Come June, I noticed that the sales numbers from the last ten days of the previous regime’s tenure were…missing. I strongly suspect they were so bad, they were intentionally kept from me. The performances of Mr. Previous Owner and his pissed-off manager had begun eroding the numbers a few weeks before they were supposed to, I guess. But WE had a month last month. The best sales month in the history of the restaurant since September of ’05, at which time they were still riding the edge of the Grand-Opening Wave. And July can’t help but be an upper, because our numbers were SO bad last year, we can’t help but show some amazing improvement. I could hurt myself with all of the patting myself on the back I’m going to be doing.

I’m sorry this is such a long post. But I’m not sorry I wrote it, because, to tell the truth, I hadn’t actually sat down and looked at the numbers until today. I hadn’t allowed myself to absorb how BAD the numbers had been through February, and I’d been too afraid to acknowledge how GOOD they were looking now, especially last month. So this has been a day-brightening exercise.

Tuesday, July 3, 2007

Owning It

I did indeed have to terminate Mr. Hawaiian Shirt.

I arrived at work a half-hour before the start of his shift, half-thinking I might as well get an early start on the work he was not likely to show up to do.

For a hot minute, I thought I was going to dodge the bullet. I thought I had finally called something right, and that he really was going to blow me off.

But at 7:29 am, his car pulled up across the street. Sigh!

He walked up to the front door, spatula* in one hand, coffee cup in the other. (*All "real" cooks have their own personal utensils… He didn’t come with a set of fancy knives, but he did have his own perfectly-weighted, expensive grill tool…)

I pulled him aside to one of the outside tables. "We have to talk…"

Have I said how much I hate having to do this kind of thing? Hate, hate, HATE it! Did I mention that is why I had got about a half-hour of sleep the previous night?

I had purposely not rehearsed a whole scenario, because I figured it would be a waste to obsess about THAT (and I would have…) if he didn’t show up for his shift.

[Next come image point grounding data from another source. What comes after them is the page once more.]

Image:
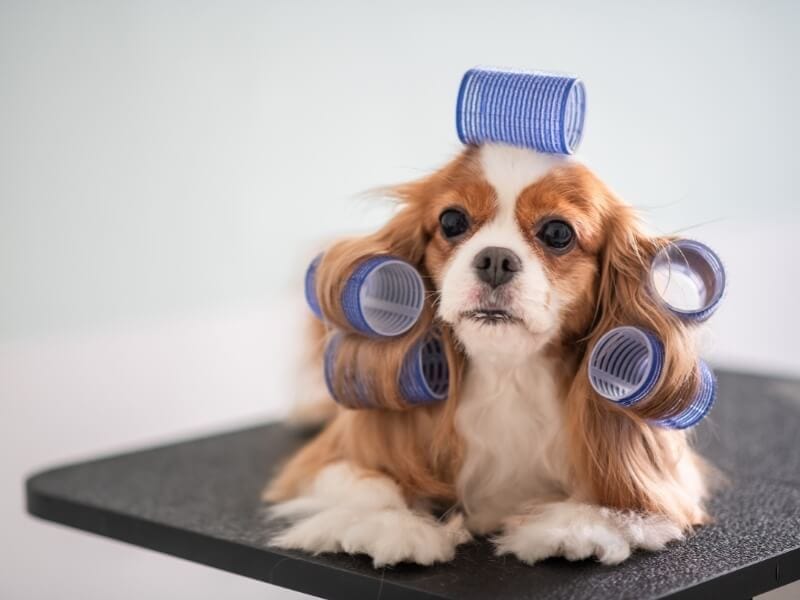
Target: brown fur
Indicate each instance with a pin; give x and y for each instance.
(618, 460)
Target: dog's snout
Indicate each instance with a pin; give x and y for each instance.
(496, 266)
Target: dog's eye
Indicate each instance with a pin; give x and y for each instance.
(453, 222)
(557, 235)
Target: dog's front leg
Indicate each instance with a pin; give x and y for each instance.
(345, 510)
(577, 531)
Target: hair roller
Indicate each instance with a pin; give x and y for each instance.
(688, 279)
(625, 366)
(542, 111)
(382, 297)
(359, 374)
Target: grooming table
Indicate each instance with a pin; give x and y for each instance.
(199, 500)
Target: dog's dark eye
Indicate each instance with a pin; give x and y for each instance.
(557, 235)
(453, 222)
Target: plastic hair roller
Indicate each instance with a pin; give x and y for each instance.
(625, 365)
(383, 297)
(423, 378)
(535, 110)
(689, 279)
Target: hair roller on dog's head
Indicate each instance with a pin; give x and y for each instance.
(382, 296)
(625, 366)
(361, 373)
(688, 278)
(541, 111)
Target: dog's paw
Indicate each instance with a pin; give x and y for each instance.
(648, 532)
(388, 536)
(572, 530)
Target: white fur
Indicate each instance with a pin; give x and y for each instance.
(578, 531)
(510, 419)
(529, 295)
(345, 511)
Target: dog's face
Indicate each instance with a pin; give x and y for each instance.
(513, 238)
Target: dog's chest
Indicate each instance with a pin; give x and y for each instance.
(511, 423)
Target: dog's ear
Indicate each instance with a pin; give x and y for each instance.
(625, 297)
(622, 460)
(403, 236)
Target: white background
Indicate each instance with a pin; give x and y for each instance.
(165, 166)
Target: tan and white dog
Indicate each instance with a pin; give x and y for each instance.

And as it turns out, it was probably best that I hadn’t planned anything to say, because I was much more able to just…go with the flow.

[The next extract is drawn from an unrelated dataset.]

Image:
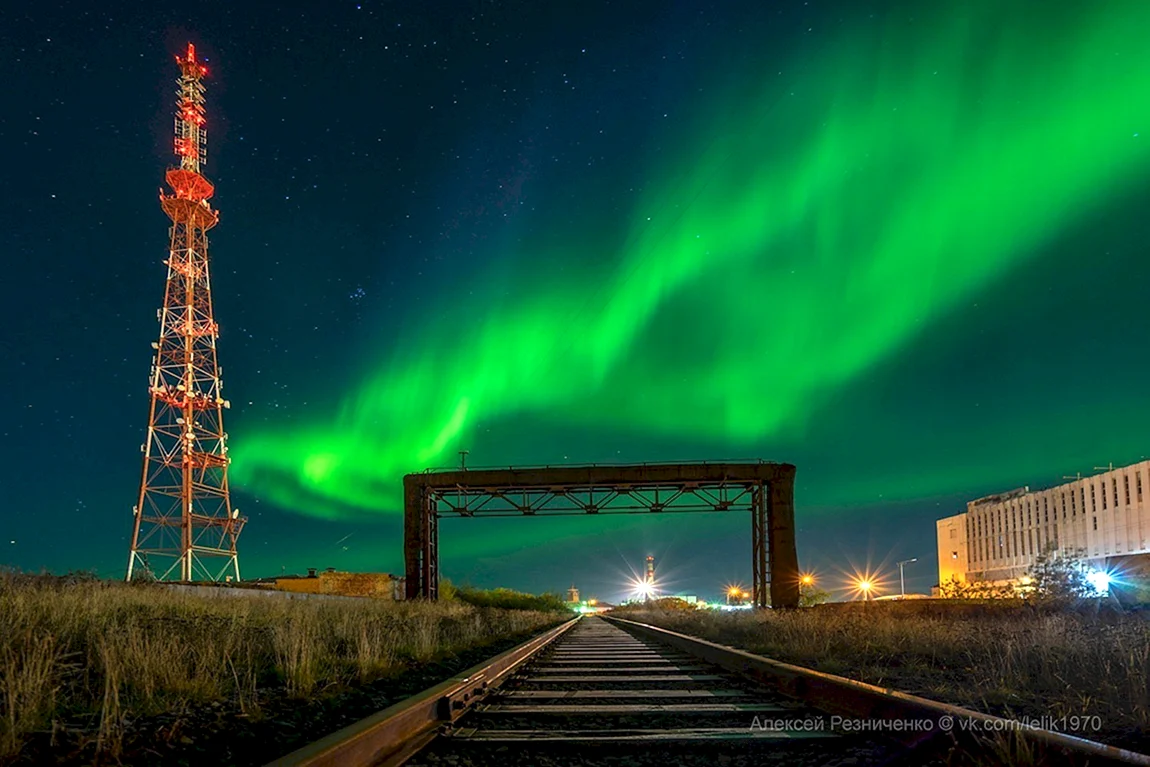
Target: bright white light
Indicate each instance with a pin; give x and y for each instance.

It was all over in a very few minutes, and I was safely back in my kitchen feeling relieved, and yet like shit. He had been so apologetic…so willing to change. So, "Oh my gosh, I can be whatever you need me to be." Though I knew that he couldn’t—he’d demonstrated that clearly enough in the seven days he had worked for me.

In the end, the conversation was a peculiar flashback to one I’d had more than thirty years ago…the one and only time I had ever broken up with a boy (rather than being dumped.) It was the whole, "It’s not you, it’s me !" line of crap. I told him his skills were just too prodigious for our little operation (though I didn’t use that particular word—"prodigious"—since he probably wouldn’t have had the slightest idea what I was talking about.) I told him that rather than trying to change his way of doing things for us, he needed to find someplace that was bigger and busier and could really put his skills to good use.

I think he bought it. And, as a matter of fact, it was mostly the truth. I shook his hand, we parted ways; it is to be hoped, on a slightly positive note.